MRC did not demonstrate significant improvements in ADL or QoL. After a 12-month intervention period, residents who received MRC showed higher scores on positive self-image compared to the control group. This study contributes to the limited research regarding the effect of MRC on resident outcomes. Further large-scale studies are recommended.
The trial was retrospectively registered in http://clinicaltrials.gov on February 2, 2017: NCT03001232 .
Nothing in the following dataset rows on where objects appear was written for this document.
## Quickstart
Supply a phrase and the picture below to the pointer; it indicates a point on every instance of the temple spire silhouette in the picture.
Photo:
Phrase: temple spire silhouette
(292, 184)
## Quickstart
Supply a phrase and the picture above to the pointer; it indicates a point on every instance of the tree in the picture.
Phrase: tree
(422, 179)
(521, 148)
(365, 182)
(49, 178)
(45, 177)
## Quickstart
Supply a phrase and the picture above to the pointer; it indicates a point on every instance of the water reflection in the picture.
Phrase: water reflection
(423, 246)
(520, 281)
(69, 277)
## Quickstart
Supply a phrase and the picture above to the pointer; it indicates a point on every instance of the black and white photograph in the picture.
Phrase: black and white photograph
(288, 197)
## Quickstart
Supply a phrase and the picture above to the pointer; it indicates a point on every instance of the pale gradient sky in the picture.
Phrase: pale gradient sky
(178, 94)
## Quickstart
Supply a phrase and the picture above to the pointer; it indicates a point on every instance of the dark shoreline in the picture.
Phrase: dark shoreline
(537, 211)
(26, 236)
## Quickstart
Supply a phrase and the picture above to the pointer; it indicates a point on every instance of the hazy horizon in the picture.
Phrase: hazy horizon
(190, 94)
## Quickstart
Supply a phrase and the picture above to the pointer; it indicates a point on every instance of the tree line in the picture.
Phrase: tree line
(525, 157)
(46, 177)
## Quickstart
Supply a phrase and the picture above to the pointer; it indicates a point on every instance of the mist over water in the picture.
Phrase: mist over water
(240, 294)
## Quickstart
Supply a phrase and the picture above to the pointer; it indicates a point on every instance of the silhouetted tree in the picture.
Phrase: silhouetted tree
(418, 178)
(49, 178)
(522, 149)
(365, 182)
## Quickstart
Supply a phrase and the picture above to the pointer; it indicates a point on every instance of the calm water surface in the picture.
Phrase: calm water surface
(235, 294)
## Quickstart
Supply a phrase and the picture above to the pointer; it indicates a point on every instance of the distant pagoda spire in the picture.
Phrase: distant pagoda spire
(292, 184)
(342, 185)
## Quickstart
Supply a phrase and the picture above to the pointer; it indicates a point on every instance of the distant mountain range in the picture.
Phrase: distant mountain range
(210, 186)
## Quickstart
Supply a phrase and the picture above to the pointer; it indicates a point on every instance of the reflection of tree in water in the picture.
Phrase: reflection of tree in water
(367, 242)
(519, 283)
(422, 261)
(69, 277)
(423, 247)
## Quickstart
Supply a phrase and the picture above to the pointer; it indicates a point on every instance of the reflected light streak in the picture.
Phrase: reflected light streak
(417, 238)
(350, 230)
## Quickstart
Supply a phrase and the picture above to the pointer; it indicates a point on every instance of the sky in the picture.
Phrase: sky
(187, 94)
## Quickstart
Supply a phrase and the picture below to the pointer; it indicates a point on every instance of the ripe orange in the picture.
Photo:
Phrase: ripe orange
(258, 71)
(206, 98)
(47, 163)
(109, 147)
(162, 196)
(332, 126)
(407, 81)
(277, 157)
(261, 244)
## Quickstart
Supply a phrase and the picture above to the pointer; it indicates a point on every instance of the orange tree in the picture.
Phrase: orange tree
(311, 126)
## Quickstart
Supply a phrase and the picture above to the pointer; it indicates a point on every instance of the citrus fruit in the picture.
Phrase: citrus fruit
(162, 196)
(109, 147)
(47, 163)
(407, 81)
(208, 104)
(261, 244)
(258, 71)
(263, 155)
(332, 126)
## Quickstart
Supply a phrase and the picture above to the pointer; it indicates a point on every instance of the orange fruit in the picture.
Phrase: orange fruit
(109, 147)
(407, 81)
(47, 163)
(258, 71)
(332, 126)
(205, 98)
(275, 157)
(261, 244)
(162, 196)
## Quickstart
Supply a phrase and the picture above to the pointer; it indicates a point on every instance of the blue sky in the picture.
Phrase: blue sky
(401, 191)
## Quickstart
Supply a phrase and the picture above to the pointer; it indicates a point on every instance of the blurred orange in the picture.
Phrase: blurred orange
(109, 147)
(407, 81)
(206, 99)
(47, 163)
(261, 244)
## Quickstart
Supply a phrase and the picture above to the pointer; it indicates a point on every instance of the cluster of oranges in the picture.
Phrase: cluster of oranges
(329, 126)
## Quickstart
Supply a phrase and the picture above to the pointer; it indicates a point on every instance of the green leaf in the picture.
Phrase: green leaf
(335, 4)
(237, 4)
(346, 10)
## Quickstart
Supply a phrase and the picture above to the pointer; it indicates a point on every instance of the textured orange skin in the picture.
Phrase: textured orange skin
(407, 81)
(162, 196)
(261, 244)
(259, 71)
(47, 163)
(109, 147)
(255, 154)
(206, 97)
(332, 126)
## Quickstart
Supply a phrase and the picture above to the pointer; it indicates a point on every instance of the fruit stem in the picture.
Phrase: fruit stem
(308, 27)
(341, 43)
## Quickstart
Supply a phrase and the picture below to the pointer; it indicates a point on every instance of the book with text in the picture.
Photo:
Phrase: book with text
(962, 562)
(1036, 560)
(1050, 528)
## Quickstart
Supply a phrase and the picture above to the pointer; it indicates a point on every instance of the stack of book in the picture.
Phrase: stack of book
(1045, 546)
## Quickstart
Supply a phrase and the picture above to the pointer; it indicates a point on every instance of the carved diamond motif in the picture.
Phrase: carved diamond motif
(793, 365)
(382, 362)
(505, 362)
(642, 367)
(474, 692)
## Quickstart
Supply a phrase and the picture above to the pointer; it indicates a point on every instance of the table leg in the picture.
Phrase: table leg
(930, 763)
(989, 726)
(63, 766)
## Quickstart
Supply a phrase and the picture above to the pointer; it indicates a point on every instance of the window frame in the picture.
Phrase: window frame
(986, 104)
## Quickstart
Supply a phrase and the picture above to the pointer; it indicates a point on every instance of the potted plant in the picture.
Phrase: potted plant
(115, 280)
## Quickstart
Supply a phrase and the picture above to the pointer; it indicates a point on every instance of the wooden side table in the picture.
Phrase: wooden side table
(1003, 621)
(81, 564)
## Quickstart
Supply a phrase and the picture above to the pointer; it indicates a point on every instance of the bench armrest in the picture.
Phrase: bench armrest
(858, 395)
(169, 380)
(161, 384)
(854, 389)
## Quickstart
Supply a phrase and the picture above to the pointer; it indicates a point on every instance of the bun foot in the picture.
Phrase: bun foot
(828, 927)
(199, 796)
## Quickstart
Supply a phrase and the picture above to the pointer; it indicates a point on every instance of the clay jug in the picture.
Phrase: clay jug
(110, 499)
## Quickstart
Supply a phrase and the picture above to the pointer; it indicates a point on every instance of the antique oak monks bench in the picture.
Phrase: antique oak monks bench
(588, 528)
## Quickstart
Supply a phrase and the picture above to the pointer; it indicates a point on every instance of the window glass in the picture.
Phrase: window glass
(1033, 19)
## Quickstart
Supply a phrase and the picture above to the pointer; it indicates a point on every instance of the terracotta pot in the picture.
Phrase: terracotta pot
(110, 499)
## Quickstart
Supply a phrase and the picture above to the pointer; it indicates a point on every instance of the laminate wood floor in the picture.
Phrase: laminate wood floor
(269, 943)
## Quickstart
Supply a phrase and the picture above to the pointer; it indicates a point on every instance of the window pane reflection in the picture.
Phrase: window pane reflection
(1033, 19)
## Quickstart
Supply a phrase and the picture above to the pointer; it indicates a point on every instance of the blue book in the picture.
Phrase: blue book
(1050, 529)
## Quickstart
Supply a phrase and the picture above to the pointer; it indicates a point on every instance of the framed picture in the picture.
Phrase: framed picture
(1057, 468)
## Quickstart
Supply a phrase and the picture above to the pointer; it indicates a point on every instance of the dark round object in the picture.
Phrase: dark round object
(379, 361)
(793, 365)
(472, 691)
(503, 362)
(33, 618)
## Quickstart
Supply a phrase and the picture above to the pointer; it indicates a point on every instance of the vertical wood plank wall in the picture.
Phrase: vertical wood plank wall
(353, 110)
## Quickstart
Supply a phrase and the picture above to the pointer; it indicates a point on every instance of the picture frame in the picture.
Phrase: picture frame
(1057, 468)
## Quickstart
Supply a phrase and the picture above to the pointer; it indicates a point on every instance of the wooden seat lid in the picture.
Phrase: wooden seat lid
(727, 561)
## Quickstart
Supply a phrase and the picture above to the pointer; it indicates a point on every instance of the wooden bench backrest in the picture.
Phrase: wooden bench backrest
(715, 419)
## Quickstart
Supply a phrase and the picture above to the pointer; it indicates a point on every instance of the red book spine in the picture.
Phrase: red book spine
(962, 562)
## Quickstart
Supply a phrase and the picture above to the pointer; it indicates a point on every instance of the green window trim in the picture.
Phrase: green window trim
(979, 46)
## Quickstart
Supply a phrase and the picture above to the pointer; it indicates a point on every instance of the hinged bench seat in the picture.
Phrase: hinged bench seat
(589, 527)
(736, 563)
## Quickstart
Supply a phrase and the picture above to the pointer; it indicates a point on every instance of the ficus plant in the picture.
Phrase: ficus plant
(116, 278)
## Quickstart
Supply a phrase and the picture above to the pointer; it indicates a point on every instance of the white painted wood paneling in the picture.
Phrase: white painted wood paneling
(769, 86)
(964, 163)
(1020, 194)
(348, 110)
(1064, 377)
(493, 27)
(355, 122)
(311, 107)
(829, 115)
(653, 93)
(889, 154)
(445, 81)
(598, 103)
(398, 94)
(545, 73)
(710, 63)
痴呆症的患病率预计将迅速增加,而机构化是该疾病的常见后果。日常生活活动(ADL)的依赖是机构化的预测因素,也是生活质量(QoL)的决定因素。提高疗养院中功能独立性的一种有前途的方法是恢复性护理或功能为重点的护理(FFC)方法。以运动为导向的恢复性护理(MRC)源自 FFC 和恢复性护理的概念,侧重于使用多学科方法将身体活动融入患有痴呆症的疗养院居民的日常生活中。本研究的目的是评估 MRC 在保留患有痴呆症的疗养院居民的 ADL 独立性和 QoL 方面的有效性。
在这项为期 12 个月的准实验研究中,将 MRC 的效果与常规护理进行了比较,共有 61 名中度至重度痴呆的疗养院居民参与了研究。主要观察指标为 ADL 独立性和 QoL。这些结果在 5 次测量时(即基线时以及 3、6、9 和 12 个月后)进行测量。此外,还收集了有关实施程度和实施过程障碍的数据。使用线性混合模型分析来分析干预效果。
ADL 独立性和 QoL 方面没有显示出整体干预效果。在干预 12 个月后,在 QoL 的积极自我形象亚量表中发现了显著的组间时间交互作用:MRC 组的评分明显优于对照组。在其他亚量表和 QoL 的总分以及 ADL 方面,未发现显著的组间时间交互作用。
MRC 并未显示出在 ADL 或 QoL 方面有显著改善。在 12 个月的干预期后,接受 MRC 的居民在积极自我形象方面的得分高于对照组。这项研究为 MRC 对居民结果的影响方面的有限研究做出了贡献。建议开展进一步的大规模研究。